En fin de compte, l'insurrection de Genet ne s'ancre pas à l'extrême gauche, dans la contestation de la propriété ou des bonnes moeurs, mais à l'extrême droite fascisante, dans l'apocalypse guerrière, l'apologie de la vie dangereuse, la lutte pour la vie, l'exécration de la démocratie bourgeoise et de son confort. Le pouvoir de séduction que possèdent ses oeuvres est précisément fondé sur le fait qu'elles obligent le lecteur à aimer un homme dont l'objectif est de s'éloigner toujours plus dans l'abjection, la lâcheté, la destruction de soi et d'autrui. Genet offre une oeuvre gangrenée par le fascisme et pourtant émouvante. Ses romans reflètent non l'abjection générale (comme la prose d'un Céline ou d'un Blanchot avant-guerre) mais la culpabilité partagée : le fascisme, développé par l'extrême droite, a aussi puisé à l'ultra-gauche, et des millions de gens l'ont voulu, aimé, accueilli dans la liesse.
Plus généralement, c'est le déclin de la France au XXe siècle que l'oeuvre de Genet épouse douloureusement. Ses fleurs du mal poussent sur l'humus putréfié de tous les échecs républicains. Sa poésie couve sous la cendre des brasiers où la France a brûlé les valeurs de liberté, d'égalité et de fraternité qu'elle prétend défendre depuis 1789 : les mensonges de la méritocratie, les crimes de la collaboration, la violence coloniale.

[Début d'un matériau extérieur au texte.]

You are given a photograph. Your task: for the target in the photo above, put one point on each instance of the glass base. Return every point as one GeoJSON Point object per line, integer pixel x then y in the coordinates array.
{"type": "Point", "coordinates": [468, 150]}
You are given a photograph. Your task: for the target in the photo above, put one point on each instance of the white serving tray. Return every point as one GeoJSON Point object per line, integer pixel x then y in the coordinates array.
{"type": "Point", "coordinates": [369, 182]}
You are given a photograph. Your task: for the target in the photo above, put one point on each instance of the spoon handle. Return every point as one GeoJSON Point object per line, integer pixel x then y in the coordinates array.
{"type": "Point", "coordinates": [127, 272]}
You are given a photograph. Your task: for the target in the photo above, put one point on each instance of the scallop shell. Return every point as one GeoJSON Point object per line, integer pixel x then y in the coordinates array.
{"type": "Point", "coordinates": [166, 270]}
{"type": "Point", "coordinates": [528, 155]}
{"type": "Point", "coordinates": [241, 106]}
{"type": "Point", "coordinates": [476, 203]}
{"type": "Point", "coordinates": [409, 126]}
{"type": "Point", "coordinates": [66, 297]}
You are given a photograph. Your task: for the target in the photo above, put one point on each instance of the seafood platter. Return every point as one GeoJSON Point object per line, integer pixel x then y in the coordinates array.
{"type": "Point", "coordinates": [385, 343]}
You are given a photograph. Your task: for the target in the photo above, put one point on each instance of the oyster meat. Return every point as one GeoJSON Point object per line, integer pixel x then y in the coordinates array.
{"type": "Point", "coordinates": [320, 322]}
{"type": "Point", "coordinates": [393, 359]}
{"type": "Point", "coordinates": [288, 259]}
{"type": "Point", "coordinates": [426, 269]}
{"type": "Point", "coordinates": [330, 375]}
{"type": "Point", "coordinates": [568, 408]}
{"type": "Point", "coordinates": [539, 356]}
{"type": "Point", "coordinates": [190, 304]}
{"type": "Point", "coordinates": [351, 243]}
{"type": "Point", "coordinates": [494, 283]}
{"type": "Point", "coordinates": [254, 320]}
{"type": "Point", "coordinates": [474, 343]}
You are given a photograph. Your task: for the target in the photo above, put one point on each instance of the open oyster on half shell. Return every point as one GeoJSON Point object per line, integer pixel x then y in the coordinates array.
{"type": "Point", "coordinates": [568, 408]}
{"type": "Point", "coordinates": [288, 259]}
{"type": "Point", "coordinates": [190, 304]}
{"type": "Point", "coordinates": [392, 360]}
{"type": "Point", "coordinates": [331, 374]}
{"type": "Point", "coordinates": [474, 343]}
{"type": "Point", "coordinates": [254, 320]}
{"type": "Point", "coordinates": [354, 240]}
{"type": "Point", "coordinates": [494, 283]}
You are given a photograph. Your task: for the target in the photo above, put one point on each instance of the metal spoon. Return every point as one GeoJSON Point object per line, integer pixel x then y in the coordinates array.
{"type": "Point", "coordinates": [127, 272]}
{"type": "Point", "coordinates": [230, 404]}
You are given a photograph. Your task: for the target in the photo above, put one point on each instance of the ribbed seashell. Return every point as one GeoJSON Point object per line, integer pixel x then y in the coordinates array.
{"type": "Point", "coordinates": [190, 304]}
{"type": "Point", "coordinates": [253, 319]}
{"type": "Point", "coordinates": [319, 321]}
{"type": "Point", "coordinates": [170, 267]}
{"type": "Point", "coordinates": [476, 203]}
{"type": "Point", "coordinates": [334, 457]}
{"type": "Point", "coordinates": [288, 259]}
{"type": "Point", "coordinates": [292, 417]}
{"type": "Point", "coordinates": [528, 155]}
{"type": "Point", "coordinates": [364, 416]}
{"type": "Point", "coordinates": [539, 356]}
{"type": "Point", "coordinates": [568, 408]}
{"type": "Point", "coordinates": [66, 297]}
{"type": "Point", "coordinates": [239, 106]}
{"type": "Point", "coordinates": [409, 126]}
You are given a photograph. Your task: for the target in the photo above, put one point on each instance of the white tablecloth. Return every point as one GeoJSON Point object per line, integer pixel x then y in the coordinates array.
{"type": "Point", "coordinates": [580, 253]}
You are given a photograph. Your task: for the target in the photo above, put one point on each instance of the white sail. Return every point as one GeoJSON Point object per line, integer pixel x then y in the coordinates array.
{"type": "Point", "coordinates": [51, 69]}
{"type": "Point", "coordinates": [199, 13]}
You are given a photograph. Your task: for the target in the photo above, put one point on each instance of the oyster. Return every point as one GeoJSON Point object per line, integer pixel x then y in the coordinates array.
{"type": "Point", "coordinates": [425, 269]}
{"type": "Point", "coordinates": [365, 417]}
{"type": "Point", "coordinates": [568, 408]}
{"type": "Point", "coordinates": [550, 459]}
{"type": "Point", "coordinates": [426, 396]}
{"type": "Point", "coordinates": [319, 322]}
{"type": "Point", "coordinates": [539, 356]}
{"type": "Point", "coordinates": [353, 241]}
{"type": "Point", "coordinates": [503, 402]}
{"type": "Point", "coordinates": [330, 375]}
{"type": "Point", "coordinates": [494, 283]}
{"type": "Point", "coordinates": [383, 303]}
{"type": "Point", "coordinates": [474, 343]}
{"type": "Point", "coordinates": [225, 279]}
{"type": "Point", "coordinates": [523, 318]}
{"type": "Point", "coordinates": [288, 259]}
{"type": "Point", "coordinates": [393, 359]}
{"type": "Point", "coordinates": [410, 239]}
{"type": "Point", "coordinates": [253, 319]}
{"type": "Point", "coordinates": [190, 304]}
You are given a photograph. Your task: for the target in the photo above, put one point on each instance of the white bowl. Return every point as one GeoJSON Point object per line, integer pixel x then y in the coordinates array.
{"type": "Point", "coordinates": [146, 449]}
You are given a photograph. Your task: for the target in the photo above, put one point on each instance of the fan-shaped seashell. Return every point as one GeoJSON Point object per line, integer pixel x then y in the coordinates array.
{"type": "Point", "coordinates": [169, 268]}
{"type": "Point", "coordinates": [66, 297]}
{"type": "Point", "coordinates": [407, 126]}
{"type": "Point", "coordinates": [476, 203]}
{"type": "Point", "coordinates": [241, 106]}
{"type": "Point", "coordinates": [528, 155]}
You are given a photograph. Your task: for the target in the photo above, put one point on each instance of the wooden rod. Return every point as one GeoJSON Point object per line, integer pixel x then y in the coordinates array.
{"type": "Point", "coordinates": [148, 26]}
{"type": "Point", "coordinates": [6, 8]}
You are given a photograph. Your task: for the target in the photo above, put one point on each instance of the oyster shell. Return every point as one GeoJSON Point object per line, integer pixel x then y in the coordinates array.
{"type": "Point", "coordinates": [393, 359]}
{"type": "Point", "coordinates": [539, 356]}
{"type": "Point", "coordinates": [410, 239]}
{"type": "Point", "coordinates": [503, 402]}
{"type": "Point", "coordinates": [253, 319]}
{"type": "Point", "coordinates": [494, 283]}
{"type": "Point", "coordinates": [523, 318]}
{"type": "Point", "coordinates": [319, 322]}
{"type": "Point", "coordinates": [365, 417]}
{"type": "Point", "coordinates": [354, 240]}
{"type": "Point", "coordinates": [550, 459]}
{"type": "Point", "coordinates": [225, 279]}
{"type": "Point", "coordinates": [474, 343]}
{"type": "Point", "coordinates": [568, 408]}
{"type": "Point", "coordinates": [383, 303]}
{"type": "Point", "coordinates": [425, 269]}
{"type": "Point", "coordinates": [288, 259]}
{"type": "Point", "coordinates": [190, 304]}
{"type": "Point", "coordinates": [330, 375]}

Valoriser constamment la victime, le rebelle, le poète maudit chez l'auteur de Pompes funèbres, c'est donc nourrir une vision politiquement correcte. Faire de Genet un marginal exemplaire, c'est aussi le trahir ; car en transformant en défenseur des victimes un écrivain qui se veut coupable et n'aime que les coupables, on recouvre ses oeuvres d'un vernis aseptisé d'où suinte non plus le mal mais le bien. Il est irréfutable, bien sûr, que Genet a choqué : il a séduit Jean-Paul Sartre et indigné François Mauriac parce qu'il basculait cul par-dessus tête une morale qui sanctifiait la famille, l'Eglise et l'armée.
Mais, depuis 1968, ces référents de droite sont en crise. La morale de la IIIe République s'est émoussée, la France des notables et des curés est morte. Le recul de l'autorité paternelle, le bouleversement des rapports entre les sexes et les générations, l'affaiblissement des notions de discipline et d'obéissance, l'épuisement de la sensibilité religieuse, la révolution sexuelle et l'érosion des interdits ont modifié la réception de Genet. Un jour viendra où il ne scandalisera plus. Et le Journal du voleur n'en aura pas perdu sa beauté.
Il est temps aujourd'hui d'inventer une autre manière de lire Genet, de proposer une critique qui ne raisonne plus exclusivement en termes d'insolence, d'iconoclasme ou de subversion. Vingt ans après sa disparition, il est important de rappeler que Genet n'écrivait pas pour être aimé, ni pour défendre une cause. Genet a voulu demeurer dans la "solitude increvable" qu'il reconnaît à la Gestapo ; et c'est pourquoi il n'appartient à personne. Rappeler que Genet magnifie les coupables, pas les victimes, est une manière de le préférer plutôt vivant que mort - intact dans toute sa puissance d'inquiétude.
Ivan Jablonka, historien, est auteur des "Vérités inavouables de Jean Genet" (Seuil, 2004).